How does that interact with operator overloading? (I'd note that C++ does this so we could always borrow their rules too.) My proposal would be that if something matches exactly without implicit conversion, use that. Otherwise, try the implicit construction and issue an error if more than one match.


This would work the same as arrays today:

void a(int[]) {}
void a(long[]) {}
void a(typeof(null)) {}

void main() { a(null); }


That compiles. Comment the third line though and get:

b.d(5): Error: b.a called with argument types (typeof(null)) matches both:
b.d(1):     b.a(int[] _param_0)
and:
b.d(2):     b.a(long[] _param_0)



So I think that's doable and shouldn't break any existing code as it is a new opt-in keyword. Just will have to watch for regression bugs...

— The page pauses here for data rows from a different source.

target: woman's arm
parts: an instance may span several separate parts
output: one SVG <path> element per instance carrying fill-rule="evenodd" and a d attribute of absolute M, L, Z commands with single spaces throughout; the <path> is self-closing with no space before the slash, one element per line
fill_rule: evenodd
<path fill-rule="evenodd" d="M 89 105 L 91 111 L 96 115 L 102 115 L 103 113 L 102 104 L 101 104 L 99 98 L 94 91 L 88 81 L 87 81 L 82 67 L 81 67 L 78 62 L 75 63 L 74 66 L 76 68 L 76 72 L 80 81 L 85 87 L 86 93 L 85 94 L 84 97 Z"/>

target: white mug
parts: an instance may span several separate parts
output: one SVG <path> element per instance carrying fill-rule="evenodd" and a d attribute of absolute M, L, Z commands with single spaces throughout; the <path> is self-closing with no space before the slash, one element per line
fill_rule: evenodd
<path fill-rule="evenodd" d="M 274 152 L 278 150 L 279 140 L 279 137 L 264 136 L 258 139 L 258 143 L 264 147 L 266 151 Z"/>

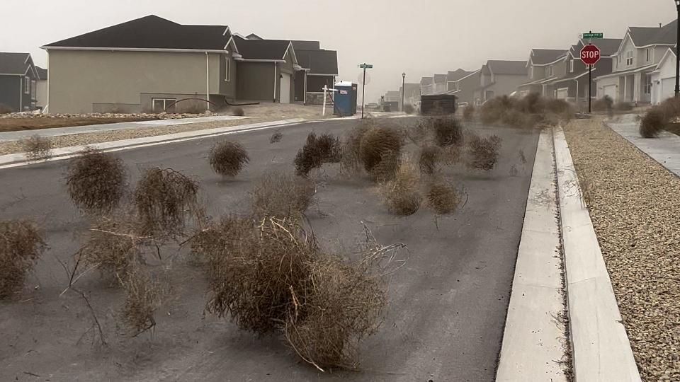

But that'd take care of the null problem with library AAs.... and I could use it to make my var type all the more wild :P
May 30, 2015
On Saturday, 30 May 2015 at 15:24:49 UTC, Adam D. Ruppe wrote:
> On Saturday, 30 May 2015 at 14:10:35 UTC, IgorStepanov wrote:
>>    static Foo opImplicitConstructFrom(T)(T val) if(is(T : int))
>
> I briefly mentioned this at the dconf and thinking about it a bit more, I think there's only two cases where we want implicit construction: function argument lists and function return values. (The syntax doesn't really matter, but I'd do it similar to C++ and just slap an @implicit on a regular constructor).
>
>
> So:
>
> struct Foo { @implicit this(typeof(null)) {} }
>
> Foo test() {
>    return null;
> }
>
> Right now, that return null would say "cannot implicitly convert null to Foo". But since it is on a return statement and we have an implicit constructor, it would automatically rewrite that to return Foo(null); and be happy with it.
>
> Note that this does NOT change
>
> Foo foo = null;
>
> because that already works with a standard constructor today! Similarly, foo = null is handled with opAssign. So no change needed there.
>
>
>
> Anyway, the trickier case is function calls:
>
>
> void test(Foo) {}
>
> test(null); // should do test(Foo(null));
>
>
>
> How does that interact with operator overloading? (I'd note that C++ does this so we could always borrow their rules too.) My proposal would be that if something matches exactly without implicit conversion, use that. Otherwise, try the implicit construction and issue an error if more than one match.
>
>
> This would work the same as arrays today:
>
> void a(int[]) {}
> void a(long[]) {}
> void a(typeof(null)) {}
>
> void main() { a(null); }
>
>
> That compiles. Comment the third line though and get:
>
> b.d(5): Error: b.a called with argument types (typeof(null)) matches both:
> b.d(1):     b.a(int[] _param_0)
> and:
> b.d(2):     b.a(long[] _param_0)
>
>
>
> So I think that's doable and shouldn't break any existing code as it is a new opt-in keyword. Just will have to watch for regression bugs...
>
>
> But that'd take care of the null problem with library AAs.... and I could use it to make my var type all the more wild :P

This would also greatly improve Variant and Algebraic
May 30, 2015
On Saturday, 30 May 2015 at 15:24:49 UTC, Adam D. Ruppe wrote:
> On Saturday, 30 May 2015 at 14:10:35 UTC, IgorStepanov wrote:
>>    static Foo opImplicitConstructFrom(T)(T val) if(is(T : int))
>
> I briefly mentioned this at the dconf and thinking about it a bit more, I think there's only two cases where we want implicit construction: function argument lists and function return values. (The syntax doesn't really matter, but I'd do it similar to C++ and just slap an @implicit on a regular constructor).
What did people say about this idea?

June 20, 2015
On 05/30/2015 10:50 AM, Vladimir Panteleev wrote:
> Not sure how much this is a problem but implicit conversion from null may also be an issue: http://localhost/post/asvcbsvfcxznwypttojk@192.168.0.1

Not in my proposal, b/c it's an explicit conversion that does allocate a translation wrapper.